Commissioners we talked to understood high-quality care at the end of life, but mostly did not have specific quality assurance measures for people who die at home and had little or no information on end-of-life care in generalist services.

Commissioners often relied on whatever data providers were able to share with them. As a consequence, they had a fragmented view of quality in individual services rather than one that reflected people’s experience of the care pathway as a whole.

They used process indicators of care quality for people who die at home, such as the number of hospital admissions in the past three months of life, and did not routinely collect data on the outcomes of care or people’s experiences. Although local authorities had mature systems for quality monitoring in social care, they were not joined up with quality monitoring in health care in any of the areas we spoke to.

How commissioners use data to understand population need

Most commissioners did not have a complete view of needs across their local area. Need was often understood based on levels of demand reported by providers for each service separately, making it difficult to build a complete picture or identify unmet need. Only one place in our sample was making extensive use of the available data across services to understand local needs, and none of the commissioners described using national resources available for needs assessment. Some areas lacked basic data such as accurate palliative care registers.

How commissioners identify and address inequalities

Commissioners recognised the importance of reducing inequalities in end-of-life care. However, only one commissioner in our sample was taking steps to collect more data on inequalities, and none had started actions to reduce them.

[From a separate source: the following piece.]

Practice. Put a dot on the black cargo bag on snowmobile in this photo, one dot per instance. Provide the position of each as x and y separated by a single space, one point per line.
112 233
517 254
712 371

New roles for commissioners

Our research took place just as ICBs were established. Commissioners’ roles were starting to become more facilitative and strategic, convening providers to work together on system-wide approaches to improving services.

What this means

Commissioners need to improve their ability to measure and assure the quality of end-of-life care at home, including through better information about people’s experiences. They should make better use of data to assess current and future needs, and to focus on inequalities.

These improvements are feasible because the ways in which commissioners’ roles are developing, the creation of ICBs, current national priority for end-of-life care and staff motivation after experiences in the Covid-19 pandemic, all combine to create a moment of opportunity. Our report makes recommendations for commissioners, ICBs and national bodies to ensure that the opportunity is taken.